– Скажите, – что произошло? Если не секрет, конечно.
– Какой там секрет. Восстание в Словакии, восстание в Праге. И ваши коллеги, вместо того, чтобы вести себя благоразумно, и сдаться, пока просят по-хорошему, пытаются его подавить. Никак не возьму в толк: на что рассчитывают? Обозлят моравов, и они наши танки на руках донесут… Зачем им лишние грехи? Все никак не навоюются…
Через открытый фронт бесконечно, сменяя друг друга, двигались грузовики, самоходные установки, танки и снова грузовики. И любому, имеющему глаза, было видно, что именно будет завтра с ребятами Шернера, сколько они продержатся против Пятой Гвардейской, и как поступят с ними те самые чехи с моравами в приступе праведного гнева, внезапно вспыхнувшего на почве столь же неожиданного свободолюбия. Они, понятно, известные вояки, но человек у себя дома при желании может перекрыть супостату практически все снабжение, и тогда он много не навоюет. Пожалуй, что и никто не уцелеет.

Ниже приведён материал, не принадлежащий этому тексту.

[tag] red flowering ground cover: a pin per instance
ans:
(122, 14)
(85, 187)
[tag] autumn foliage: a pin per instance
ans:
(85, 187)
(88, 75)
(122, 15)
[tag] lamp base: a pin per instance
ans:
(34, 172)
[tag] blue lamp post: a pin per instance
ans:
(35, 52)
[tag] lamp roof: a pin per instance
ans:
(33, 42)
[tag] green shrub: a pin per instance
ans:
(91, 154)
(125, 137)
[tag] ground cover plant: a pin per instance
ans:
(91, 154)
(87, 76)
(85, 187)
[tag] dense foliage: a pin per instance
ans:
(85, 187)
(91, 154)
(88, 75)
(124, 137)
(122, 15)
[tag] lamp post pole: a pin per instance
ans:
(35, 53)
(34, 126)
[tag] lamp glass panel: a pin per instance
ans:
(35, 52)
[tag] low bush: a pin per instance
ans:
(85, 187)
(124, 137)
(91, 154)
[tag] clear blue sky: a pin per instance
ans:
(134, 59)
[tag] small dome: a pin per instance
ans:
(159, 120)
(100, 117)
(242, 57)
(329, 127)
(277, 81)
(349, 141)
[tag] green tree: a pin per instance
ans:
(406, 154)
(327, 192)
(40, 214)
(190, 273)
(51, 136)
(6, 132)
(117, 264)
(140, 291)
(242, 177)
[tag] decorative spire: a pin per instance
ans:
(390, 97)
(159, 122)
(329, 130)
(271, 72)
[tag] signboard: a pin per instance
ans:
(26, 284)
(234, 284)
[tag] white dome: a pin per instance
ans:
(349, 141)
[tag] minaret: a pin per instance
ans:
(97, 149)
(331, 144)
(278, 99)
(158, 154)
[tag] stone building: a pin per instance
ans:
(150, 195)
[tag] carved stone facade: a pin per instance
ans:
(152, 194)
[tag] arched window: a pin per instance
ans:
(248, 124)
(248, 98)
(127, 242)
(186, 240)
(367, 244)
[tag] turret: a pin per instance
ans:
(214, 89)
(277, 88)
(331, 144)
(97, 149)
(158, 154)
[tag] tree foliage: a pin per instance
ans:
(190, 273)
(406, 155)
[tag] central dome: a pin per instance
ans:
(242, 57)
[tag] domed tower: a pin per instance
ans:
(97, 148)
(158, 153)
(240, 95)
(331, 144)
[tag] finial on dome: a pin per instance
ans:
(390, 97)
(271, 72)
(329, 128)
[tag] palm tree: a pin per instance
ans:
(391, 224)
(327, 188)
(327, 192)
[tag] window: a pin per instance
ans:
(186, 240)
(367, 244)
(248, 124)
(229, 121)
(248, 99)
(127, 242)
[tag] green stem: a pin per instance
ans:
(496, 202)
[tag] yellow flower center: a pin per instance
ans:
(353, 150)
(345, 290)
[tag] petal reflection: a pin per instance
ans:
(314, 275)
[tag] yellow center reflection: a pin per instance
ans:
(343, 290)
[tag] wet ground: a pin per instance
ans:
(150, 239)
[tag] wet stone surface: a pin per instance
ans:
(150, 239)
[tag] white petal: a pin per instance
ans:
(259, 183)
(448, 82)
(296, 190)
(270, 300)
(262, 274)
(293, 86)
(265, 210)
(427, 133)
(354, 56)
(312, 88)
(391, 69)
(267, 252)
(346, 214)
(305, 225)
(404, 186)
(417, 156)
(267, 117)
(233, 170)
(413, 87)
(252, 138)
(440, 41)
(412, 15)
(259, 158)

– Не-е, ты не говори, совсем другой немец пошел. Понятливый. Одно удовольствие с таким. Ты ему, мол, – хенде хох, битте, – а он со всем удовольствием. Никакого, значит, спору. Так-то воевать можно. Не-ет, что ты мне ни говори, а конец скоро. По всему видать. Такое прям счастье начнется, аж… Аж прям слов не хватает. Все по-другому будет!

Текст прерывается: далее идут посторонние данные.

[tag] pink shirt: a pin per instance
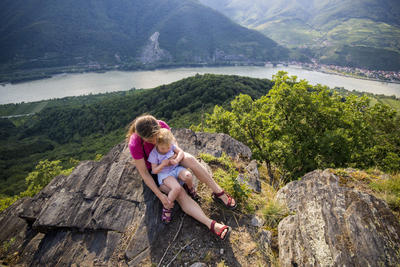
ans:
(135, 145)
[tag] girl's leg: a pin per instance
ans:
(175, 187)
(186, 177)
(201, 173)
(190, 207)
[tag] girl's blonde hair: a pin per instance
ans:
(165, 137)
(146, 126)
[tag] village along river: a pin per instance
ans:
(85, 83)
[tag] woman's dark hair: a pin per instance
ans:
(146, 126)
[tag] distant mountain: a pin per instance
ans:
(362, 33)
(44, 33)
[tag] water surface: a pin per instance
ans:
(85, 83)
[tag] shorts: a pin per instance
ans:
(174, 173)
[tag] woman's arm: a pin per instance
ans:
(156, 168)
(148, 180)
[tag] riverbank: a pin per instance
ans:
(45, 73)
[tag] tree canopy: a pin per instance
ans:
(297, 128)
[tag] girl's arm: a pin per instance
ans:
(148, 180)
(156, 168)
(179, 155)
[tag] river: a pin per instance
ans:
(85, 83)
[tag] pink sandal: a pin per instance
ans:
(212, 229)
(166, 216)
(191, 192)
(216, 198)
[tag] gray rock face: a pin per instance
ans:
(101, 214)
(335, 225)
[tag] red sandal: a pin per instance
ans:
(166, 216)
(212, 229)
(191, 192)
(216, 198)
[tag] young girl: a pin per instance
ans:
(141, 137)
(164, 159)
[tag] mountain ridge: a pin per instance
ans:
(325, 30)
(47, 34)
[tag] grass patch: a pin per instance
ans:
(263, 204)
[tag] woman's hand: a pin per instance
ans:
(173, 162)
(165, 162)
(166, 202)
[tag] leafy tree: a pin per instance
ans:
(298, 128)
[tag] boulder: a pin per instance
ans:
(334, 225)
(101, 214)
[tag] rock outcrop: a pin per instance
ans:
(101, 214)
(334, 225)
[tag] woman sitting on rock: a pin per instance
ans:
(142, 136)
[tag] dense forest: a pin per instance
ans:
(291, 126)
(97, 34)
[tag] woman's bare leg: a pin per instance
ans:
(186, 177)
(175, 187)
(190, 207)
(201, 173)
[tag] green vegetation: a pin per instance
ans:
(226, 177)
(388, 188)
(44, 172)
(73, 36)
(383, 186)
(362, 34)
(264, 204)
(297, 128)
(81, 127)
(292, 129)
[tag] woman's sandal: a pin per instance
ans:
(216, 198)
(166, 216)
(191, 192)
(227, 232)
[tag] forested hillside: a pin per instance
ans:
(94, 33)
(89, 126)
(350, 33)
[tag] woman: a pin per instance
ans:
(142, 136)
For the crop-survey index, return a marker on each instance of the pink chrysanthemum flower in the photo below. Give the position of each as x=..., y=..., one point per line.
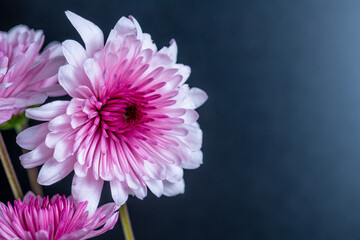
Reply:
x=38, y=218
x=131, y=120
x=26, y=77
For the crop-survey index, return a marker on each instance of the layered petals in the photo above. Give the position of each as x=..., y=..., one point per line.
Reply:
x=131, y=120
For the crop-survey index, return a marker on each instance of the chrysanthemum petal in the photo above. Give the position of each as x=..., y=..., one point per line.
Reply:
x=195, y=98
x=48, y=111
x=74, y=53
x=156, y=186
x=89, y=32
x=32, y=137
x=172, y=189
x=118, y=192
x=36, y=157
x=87, y=189
x=53, y=171
x=195, y=160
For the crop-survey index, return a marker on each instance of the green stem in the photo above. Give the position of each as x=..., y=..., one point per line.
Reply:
x=9, y=170
x=125, y=222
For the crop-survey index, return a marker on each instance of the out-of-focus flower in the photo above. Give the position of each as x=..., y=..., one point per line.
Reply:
x=26, y=77
x=131, y=120
x=38, y=218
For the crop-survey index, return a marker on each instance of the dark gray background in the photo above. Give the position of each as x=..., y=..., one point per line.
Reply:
x=281, y=126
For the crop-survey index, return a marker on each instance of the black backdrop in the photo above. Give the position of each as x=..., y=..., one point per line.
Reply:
x=281, y=126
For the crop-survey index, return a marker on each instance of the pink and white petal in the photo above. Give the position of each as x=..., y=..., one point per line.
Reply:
x=194, y=137
x=147, y=43
x=93, y=71
x=155, y=186
x=137, y=26
x=174, y=173
x=54, y=91
x=74, y=53
x=171, y=51
x=28, y=195
x=70, y=78
x=36, y=98
x=184, y=71
x=36, y=157
x=80, y=170
x=119, y=192
x=48, y=111
x=125, y=27
x=53, y=138
x=190, y=116
x=53, y=171
x=61, y=123
x=5, y=115
x=74, y=106
x=194, y=99
x=63, y=149
x=32, y=137
x=42, y=234
x=110, y=223
x=90, y=33
x=87, y=189
x=195, y=160
x=172, y=189
x=141, y=192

– Это с какого такого перепугу?
– А как жа? Ведь такую войну отломали. Заслужили, значит, достойны. Все колхозы отменют, по-людски заживем!

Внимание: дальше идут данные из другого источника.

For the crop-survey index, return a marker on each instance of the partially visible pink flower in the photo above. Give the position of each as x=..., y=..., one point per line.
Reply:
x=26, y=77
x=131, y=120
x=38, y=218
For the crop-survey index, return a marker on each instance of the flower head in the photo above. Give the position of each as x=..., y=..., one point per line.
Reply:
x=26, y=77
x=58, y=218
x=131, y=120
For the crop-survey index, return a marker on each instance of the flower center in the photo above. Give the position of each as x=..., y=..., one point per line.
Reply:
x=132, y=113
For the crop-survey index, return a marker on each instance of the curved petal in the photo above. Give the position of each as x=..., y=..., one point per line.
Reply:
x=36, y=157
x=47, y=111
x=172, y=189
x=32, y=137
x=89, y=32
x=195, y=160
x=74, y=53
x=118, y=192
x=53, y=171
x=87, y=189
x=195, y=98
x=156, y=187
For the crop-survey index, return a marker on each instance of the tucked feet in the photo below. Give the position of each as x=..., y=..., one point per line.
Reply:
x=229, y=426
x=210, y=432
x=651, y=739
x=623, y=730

– И где же это ты, Пыхов, таких вредных антисоветских речей наслушался? С чего ты это все вообще взял, в свою глупую голову?
– Все говорят!
– А ты, Пыхов, – того. Как ты есть настоящий патриот советьской родины, то должен враждебные слухи пресекать. Разъяснять всю враждебную и клеветническую сущность этих, как его… злостных наветов на родной колхозный строй. А того лучше, – послюни химический карандаш, да и запиши имена и фамилия болтунов для особого отдела. А ты чего? Сам враз поддаешься на вражескую агитацию… Ну? Чего замолк-то? В портки навалил? То-то. Это тебе не в атаку ходить, либо, к примеру, под бомбежкой сидеть. Чего не радуисся-то? Вот те и весь сказ, Пыхов. Хоть ты три войны отломай, хоть скирду из фрицев сложи, а скажут тебе пару правильных слов, – и дело сделано. Такое ж самое ярмо наденут, что и до войны, тока потежельше, потому – все поломано и разорено, и работать, окромя тебя, Пыхов, некому. Понял? Это значит, что ты и будешь, света белого не видючи.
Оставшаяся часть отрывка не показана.